How will Combine testing impact draft stock for these prospects?
It will be interesting to see how LSU running back Clyde Edwards-Helaire tests at the NFL Combine and where he ends up in the draft.
On film, he has all the makings of a feature runner. He has the size and strength to grind it out on the inside and the speed to turn the corner, and he’s a terrific pass catcher out of the backfield. But I wonder if he will be downgraded if he doesn’t test well or run fast in the 40. At that point in time, teams will have to ask themselves if they are looking for a good football player or a good athlete.

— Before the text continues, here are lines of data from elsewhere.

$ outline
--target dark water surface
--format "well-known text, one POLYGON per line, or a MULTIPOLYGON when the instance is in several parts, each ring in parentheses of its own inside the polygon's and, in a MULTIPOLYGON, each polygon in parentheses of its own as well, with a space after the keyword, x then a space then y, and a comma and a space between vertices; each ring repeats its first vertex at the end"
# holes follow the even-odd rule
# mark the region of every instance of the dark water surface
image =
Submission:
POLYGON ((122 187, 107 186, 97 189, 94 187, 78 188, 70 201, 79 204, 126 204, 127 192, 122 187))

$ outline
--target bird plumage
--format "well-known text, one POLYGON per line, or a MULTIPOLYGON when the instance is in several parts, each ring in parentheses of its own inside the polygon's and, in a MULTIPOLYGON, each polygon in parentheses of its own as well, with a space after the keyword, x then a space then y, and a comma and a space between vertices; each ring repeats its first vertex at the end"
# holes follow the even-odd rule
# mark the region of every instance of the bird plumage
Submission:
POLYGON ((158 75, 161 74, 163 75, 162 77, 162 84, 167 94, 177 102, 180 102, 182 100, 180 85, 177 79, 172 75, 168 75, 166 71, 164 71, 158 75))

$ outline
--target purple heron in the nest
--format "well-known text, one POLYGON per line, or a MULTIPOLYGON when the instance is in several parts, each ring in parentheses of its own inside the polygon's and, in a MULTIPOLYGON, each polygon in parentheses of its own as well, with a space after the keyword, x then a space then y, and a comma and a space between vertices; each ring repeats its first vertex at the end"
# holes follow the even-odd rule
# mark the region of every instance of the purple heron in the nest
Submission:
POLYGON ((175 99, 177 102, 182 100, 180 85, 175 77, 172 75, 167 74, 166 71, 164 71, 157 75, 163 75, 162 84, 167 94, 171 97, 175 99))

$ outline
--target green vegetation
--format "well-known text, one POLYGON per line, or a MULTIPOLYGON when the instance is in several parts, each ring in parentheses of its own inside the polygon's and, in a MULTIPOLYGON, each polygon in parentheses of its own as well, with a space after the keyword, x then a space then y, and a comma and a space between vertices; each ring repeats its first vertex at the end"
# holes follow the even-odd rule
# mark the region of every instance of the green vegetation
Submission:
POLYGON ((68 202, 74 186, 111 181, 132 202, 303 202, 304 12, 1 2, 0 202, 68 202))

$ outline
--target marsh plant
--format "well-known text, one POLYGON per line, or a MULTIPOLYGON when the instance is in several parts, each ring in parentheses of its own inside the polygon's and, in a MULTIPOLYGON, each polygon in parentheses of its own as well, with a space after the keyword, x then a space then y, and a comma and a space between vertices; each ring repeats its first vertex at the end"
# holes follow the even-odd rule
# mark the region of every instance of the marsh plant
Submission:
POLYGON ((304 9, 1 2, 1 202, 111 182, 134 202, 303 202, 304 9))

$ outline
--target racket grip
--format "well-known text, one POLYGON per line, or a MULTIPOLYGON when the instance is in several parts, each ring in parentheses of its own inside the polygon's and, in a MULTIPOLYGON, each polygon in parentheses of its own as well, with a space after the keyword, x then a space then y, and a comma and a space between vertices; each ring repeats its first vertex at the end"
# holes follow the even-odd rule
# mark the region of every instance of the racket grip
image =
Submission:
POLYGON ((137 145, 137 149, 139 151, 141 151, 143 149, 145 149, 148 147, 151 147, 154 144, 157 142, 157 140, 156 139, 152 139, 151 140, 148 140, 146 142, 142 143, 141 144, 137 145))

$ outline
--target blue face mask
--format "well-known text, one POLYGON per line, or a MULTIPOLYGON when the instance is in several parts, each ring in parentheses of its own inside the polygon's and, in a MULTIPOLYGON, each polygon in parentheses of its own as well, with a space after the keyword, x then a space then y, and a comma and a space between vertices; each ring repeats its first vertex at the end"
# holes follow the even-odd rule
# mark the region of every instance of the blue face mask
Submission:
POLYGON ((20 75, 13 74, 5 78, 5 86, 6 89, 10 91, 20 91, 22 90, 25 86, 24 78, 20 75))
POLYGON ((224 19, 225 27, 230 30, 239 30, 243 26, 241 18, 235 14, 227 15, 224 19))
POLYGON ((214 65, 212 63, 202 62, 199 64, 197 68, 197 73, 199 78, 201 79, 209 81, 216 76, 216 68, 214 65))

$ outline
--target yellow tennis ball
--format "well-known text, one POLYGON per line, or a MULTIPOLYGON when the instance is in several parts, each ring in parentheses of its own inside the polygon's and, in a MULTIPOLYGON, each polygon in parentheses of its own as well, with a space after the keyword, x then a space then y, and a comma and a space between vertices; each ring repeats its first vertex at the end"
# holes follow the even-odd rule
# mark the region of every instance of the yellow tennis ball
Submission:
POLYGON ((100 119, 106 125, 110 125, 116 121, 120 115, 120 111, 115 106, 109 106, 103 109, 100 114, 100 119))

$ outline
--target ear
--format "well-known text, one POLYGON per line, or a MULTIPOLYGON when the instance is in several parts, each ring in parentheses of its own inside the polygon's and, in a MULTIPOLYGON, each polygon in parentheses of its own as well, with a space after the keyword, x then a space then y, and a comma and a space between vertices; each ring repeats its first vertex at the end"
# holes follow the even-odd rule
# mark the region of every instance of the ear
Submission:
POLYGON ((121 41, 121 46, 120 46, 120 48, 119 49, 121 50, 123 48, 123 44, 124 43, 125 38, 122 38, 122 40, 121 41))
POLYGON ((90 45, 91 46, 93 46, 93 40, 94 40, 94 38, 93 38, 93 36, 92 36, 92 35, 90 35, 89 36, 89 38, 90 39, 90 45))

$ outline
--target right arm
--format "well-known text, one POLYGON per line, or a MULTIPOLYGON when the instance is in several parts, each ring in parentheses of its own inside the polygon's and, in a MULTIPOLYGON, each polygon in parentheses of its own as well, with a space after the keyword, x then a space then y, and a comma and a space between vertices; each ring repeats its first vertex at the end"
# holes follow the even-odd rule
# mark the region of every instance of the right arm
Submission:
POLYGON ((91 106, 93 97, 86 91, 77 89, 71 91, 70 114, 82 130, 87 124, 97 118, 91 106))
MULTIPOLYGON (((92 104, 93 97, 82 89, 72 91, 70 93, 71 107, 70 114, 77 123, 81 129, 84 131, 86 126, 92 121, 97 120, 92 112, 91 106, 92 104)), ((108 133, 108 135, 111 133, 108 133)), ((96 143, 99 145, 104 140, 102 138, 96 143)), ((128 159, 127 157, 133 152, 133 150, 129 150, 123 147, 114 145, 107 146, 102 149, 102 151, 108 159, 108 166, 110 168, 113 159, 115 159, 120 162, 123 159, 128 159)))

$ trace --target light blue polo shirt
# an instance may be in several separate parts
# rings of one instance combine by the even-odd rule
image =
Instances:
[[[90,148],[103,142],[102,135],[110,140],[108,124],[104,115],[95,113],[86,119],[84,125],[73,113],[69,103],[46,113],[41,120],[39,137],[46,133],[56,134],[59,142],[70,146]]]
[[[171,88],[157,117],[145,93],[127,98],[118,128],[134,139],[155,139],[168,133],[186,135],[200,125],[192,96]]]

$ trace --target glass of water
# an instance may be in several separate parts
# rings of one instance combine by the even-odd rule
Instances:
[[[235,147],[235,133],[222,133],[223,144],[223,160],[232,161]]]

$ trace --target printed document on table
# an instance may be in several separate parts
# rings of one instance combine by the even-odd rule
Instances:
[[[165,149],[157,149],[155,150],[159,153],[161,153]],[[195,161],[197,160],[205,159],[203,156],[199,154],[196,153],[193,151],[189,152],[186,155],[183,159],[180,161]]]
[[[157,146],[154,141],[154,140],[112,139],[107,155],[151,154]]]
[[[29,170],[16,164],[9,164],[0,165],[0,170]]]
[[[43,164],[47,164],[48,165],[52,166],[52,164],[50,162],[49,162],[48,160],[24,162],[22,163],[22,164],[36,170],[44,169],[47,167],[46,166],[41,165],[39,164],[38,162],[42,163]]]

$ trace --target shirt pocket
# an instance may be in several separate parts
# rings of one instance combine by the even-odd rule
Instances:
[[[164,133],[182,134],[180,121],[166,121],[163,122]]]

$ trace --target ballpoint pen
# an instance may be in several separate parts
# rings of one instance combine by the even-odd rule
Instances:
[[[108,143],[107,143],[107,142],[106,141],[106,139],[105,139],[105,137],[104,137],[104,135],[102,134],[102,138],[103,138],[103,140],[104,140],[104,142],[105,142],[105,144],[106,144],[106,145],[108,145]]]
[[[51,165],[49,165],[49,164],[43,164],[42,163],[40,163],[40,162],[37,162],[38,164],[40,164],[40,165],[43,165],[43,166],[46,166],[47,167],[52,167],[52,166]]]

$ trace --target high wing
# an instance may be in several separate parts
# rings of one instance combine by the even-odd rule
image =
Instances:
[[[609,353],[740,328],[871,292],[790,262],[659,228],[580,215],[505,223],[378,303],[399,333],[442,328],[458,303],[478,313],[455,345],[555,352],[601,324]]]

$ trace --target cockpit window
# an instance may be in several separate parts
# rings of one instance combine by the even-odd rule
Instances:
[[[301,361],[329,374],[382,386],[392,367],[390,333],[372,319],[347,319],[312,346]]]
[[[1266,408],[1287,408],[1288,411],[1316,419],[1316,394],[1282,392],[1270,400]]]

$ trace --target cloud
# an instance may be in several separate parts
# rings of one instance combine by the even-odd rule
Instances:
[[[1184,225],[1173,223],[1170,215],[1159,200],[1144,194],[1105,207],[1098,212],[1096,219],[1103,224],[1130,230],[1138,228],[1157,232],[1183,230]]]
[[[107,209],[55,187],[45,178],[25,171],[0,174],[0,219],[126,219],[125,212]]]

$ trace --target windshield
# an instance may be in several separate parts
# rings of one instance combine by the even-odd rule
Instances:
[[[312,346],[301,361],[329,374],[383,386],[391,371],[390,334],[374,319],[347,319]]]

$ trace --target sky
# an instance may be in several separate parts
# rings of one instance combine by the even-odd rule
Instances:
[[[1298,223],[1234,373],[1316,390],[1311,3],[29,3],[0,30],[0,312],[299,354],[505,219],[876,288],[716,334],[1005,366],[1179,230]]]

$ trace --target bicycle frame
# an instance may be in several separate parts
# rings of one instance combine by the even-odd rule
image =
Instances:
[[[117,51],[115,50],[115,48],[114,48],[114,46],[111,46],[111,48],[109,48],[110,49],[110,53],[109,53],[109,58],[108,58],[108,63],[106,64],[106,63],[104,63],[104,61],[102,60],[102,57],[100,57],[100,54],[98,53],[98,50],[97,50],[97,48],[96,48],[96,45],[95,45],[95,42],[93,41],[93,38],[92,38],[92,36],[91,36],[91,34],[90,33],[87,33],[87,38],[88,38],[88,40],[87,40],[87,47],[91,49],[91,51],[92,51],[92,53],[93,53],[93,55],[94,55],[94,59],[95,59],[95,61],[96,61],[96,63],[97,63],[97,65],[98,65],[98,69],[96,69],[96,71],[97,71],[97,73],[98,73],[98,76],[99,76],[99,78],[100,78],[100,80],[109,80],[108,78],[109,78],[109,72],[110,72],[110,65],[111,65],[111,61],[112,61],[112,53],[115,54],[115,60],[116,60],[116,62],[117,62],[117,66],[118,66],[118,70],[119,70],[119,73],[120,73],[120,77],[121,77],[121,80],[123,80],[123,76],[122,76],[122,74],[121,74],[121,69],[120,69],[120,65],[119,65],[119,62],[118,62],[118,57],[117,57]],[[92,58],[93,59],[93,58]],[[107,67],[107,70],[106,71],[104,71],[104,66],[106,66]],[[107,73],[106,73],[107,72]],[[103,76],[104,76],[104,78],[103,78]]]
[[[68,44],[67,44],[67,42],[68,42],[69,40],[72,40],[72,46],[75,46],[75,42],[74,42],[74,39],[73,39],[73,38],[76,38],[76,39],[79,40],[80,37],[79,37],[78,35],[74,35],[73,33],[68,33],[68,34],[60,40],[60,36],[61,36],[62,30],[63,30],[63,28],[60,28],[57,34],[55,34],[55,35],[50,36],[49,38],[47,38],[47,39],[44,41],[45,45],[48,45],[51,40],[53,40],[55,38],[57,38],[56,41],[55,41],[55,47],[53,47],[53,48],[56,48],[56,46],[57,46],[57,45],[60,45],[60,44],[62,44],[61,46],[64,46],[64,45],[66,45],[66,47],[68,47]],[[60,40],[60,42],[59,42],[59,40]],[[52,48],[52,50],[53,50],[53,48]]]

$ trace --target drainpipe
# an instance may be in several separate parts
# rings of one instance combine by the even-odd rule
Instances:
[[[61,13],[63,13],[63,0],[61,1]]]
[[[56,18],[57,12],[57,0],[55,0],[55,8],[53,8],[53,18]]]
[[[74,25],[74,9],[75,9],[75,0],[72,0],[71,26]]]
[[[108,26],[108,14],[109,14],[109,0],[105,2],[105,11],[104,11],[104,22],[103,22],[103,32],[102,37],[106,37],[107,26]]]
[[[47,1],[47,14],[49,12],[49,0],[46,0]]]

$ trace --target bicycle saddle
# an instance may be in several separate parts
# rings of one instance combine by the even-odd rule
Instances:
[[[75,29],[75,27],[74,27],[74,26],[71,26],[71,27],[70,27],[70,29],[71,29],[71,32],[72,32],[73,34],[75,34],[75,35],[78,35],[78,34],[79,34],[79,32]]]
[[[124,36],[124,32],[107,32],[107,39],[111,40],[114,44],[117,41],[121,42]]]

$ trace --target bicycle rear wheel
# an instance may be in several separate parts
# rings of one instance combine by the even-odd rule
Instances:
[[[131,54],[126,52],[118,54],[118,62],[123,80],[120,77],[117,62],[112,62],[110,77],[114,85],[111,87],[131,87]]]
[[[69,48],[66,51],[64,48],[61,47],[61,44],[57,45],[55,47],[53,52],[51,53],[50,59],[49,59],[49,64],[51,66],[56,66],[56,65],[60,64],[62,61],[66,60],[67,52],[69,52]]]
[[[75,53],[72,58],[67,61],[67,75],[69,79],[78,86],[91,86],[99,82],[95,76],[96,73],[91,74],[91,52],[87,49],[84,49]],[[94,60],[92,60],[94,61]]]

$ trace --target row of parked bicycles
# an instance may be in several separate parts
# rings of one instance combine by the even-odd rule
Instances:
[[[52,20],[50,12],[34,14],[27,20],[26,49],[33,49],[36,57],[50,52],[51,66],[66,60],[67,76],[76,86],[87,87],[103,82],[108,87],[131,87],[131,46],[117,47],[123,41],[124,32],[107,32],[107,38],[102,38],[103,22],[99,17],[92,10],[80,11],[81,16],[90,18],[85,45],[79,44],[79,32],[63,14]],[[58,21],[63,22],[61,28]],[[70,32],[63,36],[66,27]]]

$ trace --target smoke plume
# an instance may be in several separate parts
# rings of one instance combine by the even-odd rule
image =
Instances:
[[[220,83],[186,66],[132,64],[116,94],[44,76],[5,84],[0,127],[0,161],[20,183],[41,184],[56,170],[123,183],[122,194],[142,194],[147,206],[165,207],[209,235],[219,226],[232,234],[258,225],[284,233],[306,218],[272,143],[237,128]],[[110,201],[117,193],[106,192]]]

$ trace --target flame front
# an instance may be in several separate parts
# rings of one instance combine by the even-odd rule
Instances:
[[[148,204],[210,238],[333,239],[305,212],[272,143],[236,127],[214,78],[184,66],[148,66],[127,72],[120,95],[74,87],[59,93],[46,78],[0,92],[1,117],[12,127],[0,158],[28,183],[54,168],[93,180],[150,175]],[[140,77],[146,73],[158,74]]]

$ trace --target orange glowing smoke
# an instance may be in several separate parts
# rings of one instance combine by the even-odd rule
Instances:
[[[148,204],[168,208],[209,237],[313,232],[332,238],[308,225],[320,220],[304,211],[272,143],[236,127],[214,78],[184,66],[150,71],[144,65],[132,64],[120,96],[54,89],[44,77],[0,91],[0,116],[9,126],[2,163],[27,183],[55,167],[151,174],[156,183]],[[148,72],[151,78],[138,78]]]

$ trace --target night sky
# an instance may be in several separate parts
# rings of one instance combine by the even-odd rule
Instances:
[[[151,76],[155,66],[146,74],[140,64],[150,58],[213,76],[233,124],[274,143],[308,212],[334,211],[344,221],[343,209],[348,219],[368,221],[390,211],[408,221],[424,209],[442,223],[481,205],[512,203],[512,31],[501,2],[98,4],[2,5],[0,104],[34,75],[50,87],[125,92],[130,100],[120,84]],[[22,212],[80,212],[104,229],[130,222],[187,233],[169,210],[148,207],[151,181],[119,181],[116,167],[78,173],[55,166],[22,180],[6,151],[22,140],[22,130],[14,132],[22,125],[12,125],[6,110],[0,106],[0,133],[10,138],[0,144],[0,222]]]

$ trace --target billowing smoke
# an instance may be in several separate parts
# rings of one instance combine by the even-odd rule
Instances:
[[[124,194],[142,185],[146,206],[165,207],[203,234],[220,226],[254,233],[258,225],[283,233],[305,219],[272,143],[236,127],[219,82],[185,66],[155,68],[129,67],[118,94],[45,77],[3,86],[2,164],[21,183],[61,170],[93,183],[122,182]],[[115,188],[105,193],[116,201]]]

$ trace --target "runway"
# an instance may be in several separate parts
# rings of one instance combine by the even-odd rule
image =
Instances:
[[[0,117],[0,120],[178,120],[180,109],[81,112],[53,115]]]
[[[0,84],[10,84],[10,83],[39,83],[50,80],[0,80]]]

Much the same can be said about South Carolina linebacker T.J. Brunson. He won’t “wow” anyone with his computer numbers or measurables, but he presents himself as a three-down defender on film.
He’s a vicious run defender who shows force on the blitz and gets depth on pass drops. Brunson plays with great instincts and intensity, and he’ll be a steal on Day 3.
Finally, Gamecocks receiver Bryan Edwards was someone who really stood out to me on film, which should come as no surprise. He’s not the fastest guy, but he’s a tough, sure-handed wideout who does the little things well.
Go back and watch the Florida film, as Edwards got the better of C.J. Henderson and beat him badly on a number of occasions.